Prime editing enables the installation of virtually any combination of point mutations, small insertions or small deletions in the DNA of living cells. A prime editing guide RNA (pegRNA) directs the prime editor protein to the targeted locus and also encodes the desired edit. Here we show that degradation of the 3′ region of the pegRNA that contains the reverse transcriptase template and the primer binding site can poison the activity of prime editing systems, impeding editing efficiency. We incorporated structured RNA motifs to the 3′ terminus of pegRNAs that enhance their stability and prevent degradation of the 3′ extension. The resulting engineered pegRNAs (epegRNAs) improve prime editing efficiency 3–4-fold in HeLa, U2OS and K562 cells and in primary human fibroblasts without increasing off-target editing activity. We optimized the choice of 3′ structural motif and developed pegLIT, a computational tool to identify non-interfering nucleotide linkers between pegRNAs and 3′ motifs. Finally, we showed that epegRNAs enhance the efficiency of the installation or correction of disease-relevant mutations.

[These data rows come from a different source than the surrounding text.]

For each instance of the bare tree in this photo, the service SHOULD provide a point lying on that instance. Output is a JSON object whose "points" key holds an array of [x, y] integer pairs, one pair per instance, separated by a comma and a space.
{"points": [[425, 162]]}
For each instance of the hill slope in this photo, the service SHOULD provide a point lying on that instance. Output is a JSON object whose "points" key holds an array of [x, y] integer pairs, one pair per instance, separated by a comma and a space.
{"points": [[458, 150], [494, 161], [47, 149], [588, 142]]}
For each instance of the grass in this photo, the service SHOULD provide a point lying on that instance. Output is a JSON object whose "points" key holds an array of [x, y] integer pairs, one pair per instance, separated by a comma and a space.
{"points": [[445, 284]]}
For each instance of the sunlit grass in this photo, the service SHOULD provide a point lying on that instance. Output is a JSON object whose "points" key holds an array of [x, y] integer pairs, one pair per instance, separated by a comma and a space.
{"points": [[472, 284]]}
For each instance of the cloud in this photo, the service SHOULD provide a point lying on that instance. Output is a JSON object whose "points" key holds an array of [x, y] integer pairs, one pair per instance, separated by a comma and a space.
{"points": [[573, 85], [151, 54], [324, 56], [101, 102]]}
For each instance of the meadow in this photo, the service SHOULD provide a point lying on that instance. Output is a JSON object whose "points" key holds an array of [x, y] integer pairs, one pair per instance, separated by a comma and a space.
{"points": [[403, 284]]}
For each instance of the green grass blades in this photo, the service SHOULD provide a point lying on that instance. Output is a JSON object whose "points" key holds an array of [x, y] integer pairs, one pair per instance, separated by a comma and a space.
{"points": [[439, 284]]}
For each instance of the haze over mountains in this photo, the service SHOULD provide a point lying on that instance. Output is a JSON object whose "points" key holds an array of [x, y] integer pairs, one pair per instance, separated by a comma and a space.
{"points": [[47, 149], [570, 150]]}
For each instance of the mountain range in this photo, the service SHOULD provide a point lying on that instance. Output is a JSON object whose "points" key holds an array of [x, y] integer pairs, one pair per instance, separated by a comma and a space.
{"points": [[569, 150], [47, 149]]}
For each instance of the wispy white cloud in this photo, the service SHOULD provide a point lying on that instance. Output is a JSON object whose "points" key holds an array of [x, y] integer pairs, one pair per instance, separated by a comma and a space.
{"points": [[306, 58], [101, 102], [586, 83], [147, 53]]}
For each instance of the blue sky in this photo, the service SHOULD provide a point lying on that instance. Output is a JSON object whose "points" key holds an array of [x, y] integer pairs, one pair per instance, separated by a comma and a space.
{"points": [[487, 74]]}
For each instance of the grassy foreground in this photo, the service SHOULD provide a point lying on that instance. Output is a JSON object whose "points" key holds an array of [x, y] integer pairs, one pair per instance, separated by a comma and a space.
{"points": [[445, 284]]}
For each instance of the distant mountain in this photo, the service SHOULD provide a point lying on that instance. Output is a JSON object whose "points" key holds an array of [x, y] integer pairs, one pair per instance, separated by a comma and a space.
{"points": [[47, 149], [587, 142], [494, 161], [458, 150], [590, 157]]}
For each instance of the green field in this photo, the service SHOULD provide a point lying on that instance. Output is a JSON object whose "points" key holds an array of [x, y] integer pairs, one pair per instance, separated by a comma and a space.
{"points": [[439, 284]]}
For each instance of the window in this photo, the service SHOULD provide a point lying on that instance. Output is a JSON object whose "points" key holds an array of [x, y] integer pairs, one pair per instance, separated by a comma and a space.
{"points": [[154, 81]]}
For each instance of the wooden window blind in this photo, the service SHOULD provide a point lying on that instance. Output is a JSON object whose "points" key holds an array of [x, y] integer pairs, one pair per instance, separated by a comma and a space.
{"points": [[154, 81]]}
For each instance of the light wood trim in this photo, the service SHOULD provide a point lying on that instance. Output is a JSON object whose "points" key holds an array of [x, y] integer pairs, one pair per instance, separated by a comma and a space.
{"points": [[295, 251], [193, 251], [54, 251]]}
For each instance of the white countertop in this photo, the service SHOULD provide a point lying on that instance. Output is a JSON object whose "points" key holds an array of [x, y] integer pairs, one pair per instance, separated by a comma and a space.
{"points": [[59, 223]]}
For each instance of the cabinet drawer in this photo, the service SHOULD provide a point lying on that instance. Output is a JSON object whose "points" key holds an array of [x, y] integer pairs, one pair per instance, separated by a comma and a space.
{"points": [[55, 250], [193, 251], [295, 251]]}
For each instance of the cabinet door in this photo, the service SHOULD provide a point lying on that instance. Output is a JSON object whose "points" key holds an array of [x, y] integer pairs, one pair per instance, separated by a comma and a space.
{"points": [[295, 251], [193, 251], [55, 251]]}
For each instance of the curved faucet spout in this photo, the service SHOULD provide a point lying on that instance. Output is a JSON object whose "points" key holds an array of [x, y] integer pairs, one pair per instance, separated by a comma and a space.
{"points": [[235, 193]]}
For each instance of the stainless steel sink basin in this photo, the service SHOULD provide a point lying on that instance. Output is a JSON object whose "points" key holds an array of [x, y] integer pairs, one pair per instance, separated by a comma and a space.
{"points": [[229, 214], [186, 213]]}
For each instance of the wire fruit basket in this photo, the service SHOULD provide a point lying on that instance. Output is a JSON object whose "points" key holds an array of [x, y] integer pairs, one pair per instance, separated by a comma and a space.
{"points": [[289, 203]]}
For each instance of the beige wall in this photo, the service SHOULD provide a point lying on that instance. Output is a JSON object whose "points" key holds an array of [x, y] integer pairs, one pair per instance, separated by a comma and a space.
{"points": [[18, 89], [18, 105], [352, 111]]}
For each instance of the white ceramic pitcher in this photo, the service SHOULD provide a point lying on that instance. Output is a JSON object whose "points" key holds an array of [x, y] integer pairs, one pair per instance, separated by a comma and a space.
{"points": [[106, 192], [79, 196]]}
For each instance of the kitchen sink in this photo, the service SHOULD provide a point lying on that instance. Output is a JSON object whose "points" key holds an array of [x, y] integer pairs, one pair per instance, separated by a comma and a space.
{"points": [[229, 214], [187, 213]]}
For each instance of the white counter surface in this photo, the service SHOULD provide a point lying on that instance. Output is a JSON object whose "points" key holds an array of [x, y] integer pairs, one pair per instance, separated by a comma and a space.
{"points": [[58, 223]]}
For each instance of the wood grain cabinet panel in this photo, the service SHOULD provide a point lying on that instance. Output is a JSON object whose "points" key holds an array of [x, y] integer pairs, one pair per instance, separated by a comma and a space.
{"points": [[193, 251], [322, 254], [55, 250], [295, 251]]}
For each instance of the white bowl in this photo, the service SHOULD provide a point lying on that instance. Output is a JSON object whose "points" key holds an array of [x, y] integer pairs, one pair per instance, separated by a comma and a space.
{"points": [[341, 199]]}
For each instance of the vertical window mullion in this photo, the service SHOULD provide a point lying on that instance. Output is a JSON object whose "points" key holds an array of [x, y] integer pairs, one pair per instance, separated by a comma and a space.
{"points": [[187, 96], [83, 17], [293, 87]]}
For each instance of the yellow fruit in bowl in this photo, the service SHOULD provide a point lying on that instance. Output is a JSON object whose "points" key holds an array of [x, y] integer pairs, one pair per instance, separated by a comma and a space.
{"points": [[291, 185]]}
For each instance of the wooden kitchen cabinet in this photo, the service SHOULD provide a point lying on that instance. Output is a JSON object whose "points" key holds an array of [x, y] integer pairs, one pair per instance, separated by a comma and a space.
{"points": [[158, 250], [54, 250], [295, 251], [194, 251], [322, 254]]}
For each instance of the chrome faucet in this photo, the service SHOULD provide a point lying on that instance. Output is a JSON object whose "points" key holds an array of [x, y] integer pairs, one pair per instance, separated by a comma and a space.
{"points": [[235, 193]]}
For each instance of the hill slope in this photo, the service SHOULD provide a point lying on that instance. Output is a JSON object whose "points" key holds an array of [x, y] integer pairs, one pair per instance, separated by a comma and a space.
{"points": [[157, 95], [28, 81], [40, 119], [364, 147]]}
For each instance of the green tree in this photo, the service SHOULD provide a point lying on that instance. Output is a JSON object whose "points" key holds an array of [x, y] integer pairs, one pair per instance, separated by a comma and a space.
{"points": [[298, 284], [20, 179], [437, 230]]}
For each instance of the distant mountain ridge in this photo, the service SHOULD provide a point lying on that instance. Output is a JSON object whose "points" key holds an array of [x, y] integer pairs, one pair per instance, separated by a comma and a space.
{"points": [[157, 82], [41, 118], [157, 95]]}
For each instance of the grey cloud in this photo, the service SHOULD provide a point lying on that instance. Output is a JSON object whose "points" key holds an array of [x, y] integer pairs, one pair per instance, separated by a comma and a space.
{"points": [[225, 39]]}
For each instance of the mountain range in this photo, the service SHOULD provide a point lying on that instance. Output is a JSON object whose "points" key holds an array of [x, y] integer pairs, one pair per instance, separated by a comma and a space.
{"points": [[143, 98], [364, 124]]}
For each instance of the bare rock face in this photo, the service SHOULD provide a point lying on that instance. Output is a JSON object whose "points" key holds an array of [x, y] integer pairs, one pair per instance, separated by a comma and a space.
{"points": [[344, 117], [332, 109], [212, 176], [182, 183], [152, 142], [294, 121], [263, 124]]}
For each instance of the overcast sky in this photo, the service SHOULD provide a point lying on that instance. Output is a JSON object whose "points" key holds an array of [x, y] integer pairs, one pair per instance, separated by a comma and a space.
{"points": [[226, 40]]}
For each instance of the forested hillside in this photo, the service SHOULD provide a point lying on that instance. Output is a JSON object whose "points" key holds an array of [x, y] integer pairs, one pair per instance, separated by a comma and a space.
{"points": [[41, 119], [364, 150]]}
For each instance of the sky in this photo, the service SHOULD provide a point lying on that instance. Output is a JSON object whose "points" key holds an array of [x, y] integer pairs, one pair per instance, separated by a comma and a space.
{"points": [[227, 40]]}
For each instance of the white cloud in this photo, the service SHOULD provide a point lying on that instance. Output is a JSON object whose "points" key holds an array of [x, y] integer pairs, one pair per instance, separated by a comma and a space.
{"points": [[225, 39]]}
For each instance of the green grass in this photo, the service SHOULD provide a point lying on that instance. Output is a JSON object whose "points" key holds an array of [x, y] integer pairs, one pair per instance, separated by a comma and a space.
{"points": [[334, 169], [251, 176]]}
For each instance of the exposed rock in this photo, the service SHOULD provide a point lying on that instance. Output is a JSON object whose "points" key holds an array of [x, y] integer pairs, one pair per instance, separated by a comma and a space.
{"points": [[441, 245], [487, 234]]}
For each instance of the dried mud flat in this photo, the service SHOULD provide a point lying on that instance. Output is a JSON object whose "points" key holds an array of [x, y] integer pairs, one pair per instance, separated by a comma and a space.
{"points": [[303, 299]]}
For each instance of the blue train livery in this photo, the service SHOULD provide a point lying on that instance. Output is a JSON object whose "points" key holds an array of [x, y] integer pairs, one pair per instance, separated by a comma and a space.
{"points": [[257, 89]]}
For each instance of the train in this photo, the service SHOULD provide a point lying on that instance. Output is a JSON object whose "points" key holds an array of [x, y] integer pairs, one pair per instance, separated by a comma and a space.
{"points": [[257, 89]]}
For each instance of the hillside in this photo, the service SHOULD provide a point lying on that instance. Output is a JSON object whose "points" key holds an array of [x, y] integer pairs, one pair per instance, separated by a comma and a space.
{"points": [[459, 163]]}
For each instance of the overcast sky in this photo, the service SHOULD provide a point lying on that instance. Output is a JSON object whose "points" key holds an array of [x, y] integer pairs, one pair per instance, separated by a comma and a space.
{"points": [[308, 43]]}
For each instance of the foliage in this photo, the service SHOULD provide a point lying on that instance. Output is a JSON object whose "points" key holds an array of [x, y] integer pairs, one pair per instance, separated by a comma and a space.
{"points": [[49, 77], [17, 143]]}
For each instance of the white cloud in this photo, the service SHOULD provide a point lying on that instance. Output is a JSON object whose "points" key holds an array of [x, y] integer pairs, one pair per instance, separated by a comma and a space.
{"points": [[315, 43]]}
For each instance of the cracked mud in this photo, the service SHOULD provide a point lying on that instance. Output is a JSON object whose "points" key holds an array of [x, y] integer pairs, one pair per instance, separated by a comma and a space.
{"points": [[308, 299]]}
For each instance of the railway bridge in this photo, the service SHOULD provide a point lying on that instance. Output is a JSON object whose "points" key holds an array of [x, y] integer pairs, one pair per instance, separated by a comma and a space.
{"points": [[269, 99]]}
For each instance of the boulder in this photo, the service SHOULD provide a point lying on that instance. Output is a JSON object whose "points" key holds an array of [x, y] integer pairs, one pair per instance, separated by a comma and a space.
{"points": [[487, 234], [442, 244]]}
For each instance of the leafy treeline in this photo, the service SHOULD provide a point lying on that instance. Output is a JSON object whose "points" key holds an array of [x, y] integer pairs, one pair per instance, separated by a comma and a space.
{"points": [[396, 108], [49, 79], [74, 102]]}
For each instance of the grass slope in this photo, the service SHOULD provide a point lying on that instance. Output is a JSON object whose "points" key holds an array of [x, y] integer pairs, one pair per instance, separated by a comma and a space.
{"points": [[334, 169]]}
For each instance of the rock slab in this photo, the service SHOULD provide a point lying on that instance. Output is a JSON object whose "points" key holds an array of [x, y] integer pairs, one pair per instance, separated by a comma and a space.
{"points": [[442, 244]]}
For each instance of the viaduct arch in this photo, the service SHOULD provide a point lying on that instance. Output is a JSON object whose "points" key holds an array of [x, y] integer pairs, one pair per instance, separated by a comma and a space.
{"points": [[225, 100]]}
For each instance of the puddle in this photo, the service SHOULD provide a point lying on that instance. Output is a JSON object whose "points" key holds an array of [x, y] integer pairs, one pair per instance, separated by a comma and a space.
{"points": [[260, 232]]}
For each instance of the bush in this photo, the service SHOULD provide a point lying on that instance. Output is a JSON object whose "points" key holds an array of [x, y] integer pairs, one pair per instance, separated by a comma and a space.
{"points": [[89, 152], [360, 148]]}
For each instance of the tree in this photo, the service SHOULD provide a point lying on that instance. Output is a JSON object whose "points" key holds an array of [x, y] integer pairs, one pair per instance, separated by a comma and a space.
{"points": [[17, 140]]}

Prime 编辑可以在活细胞 DNA 中安装点突变、小插入或小删除的几乎任何组合。prime editing guide RNA (pegRNA) 将 prime editor 蛋白引导至目标位点，并对所需的编辑进行编码。在这里，我们表明包含逆转录酶模板和引物结合位点的 pegRNA 3' 区域的降解会毒害 prime 编辑系统的活性，从而降低编辑效率。我们将结构化 RNA 基序整合到 pegRNA 的 3' 末端，以增强其稳定性并防止 3' 延伸的降解。由此产生的工程化 pegRNA (epegRNA) 可将 HeLa、U2OS 和 K562 细胞以及原代人成纤维细胞中的主要编辑效率提高 3–4 倍，而不会增加脱靶编辑活动。我们优化了 3' 结构基序的选择并开发了 pegLIT，这是一种计算工具，用于识别 pegRNA 和 3' 基序之间的非干扰核苷酸接头。最后，我们发现 epegRNA 提高了安装或校正疾病相关突变的效率。